I like where you're head's at.

The skiing version of Cartmanworld.


----------



## njdiver85 (Jan 9, 2018)

Well looks like they made a last minute payment the night before the appeals hearing, so no water shutoffs over at Haystack to be had!


----------



## deadheadskier (Jan 9, 2018)

Even with a massive Powerball win, I would probably just ski more, but not do the private club thing.  Much of the same, skiing Wildcat on weekends, chase storms midweek and worry little about hotel and day ticket costs. 
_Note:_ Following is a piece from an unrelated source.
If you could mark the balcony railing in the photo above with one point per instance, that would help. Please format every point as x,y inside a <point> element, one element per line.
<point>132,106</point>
Sent from my XT1565 using AlpineZone mobile app


----------



## Smellytele (Jan 9, 2018)

deadheadskier said:


> Even with a massive Powerball win, I would probably just ski more, but not do the private club thing.  Much of the same, skiing Wildcat on weekends, chase storms midweek and worry little about hotel and day ticket costs.
> 
> Sent from my XT1565 using AlpineZone mobile app



With a large powerball win I would move west. I would not join a private club as I would still cherish variety over all. Even with little money I try to ski multiple places.


----------



## deadheadskier (Jan 9, 2018)

I'm pretty content with year round living right here in NH. Little desire to move west.  Maybe a trip or two a winter out west, but I really can't stand air travel.  I suppose charter service would be a much nicer experience, but I'm mostly content with the skiing I get in the East.  Just have to be patient at times. 
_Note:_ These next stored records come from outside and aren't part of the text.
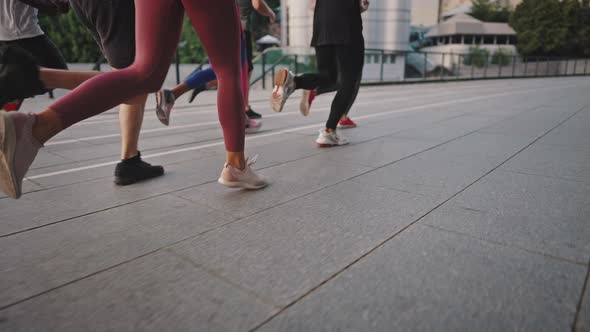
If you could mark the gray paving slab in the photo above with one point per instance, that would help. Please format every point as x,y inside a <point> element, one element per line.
<point>571,163</point>
<point>46,159</point>
<point>583,323</point>
<point>447,169</point>
<point>532,124</point>
<point>573,133</point>
<point>378,152</point>
<point>288,181</point>
<point>537,213</point>
<point>429,280</point>
<point>159,292</point>
<point>285,251</point>
<point>39,260</point>
<point>28,187</point>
Sent from my XT1565 using AlpineZone mobile app


----------



## Vaughn (Jan 9, 2018)

deadheadskier said:


> Even with a massive Powerball win, I would probably just ski more, but not do the private club thing.  Much of the same, skiing Wildcat on weekends, chase storms midweek and worry little about hotel and day ticket costs.
> 
> Sent from my XT1565 using AlpineZone mobile app



Yeah, if I won Powerball, I'd be more likely to take 10 days in Verbier staying at some luxe hotel than riding Haystack like I was in junior high again. 
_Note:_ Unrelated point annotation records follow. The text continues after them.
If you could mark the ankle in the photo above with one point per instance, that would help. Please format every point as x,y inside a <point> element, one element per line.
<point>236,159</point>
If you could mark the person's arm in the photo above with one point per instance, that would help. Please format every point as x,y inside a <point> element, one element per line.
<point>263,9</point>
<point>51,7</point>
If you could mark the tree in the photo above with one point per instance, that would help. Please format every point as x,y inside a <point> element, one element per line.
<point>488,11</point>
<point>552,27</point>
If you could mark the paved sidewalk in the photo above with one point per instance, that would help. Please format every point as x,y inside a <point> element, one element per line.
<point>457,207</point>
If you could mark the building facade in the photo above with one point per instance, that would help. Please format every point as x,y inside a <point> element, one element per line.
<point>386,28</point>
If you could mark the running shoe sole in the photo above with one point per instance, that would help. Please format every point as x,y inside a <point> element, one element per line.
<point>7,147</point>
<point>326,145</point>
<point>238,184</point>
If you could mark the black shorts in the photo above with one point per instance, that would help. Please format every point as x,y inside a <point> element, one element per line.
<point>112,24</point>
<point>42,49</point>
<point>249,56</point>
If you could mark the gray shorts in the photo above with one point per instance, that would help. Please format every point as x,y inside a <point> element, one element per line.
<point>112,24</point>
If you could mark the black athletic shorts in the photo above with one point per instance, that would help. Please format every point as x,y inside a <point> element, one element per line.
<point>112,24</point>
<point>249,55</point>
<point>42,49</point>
I wonder if Hermitage left that crazy lift where you could get off on the middle of the mountain at full lift speed?


----------



## VTKilarney (Jan 9, 2018)

deadheadskier said:


> I'm pretty content with year round living right here in NH. Little desire to move west.  Maybe a trip or two a winter out west, but I really can't stand air travel.  I suppose charter service would be a much nicer experience, but I'm mostly content with the skiing I get in the East.  Just have to be patient at times.
> 
> Sent from my XT1565 using AlpineZone mobile app



Stockholm syndrome at its finest.


----------



## machski (Jan 9, 2018)

With a large Powerball win, I think I would have tried to buy SR off O-Z.  Regardless, I enjoyed skiing Haystack in my collegiate years (every year our division had at least one race there).  The witches, while a bit compact, were fun.  If most of the clientele stay to groomers, those would be a blast all day long.  I hope the Hermitage succeeds in the long run.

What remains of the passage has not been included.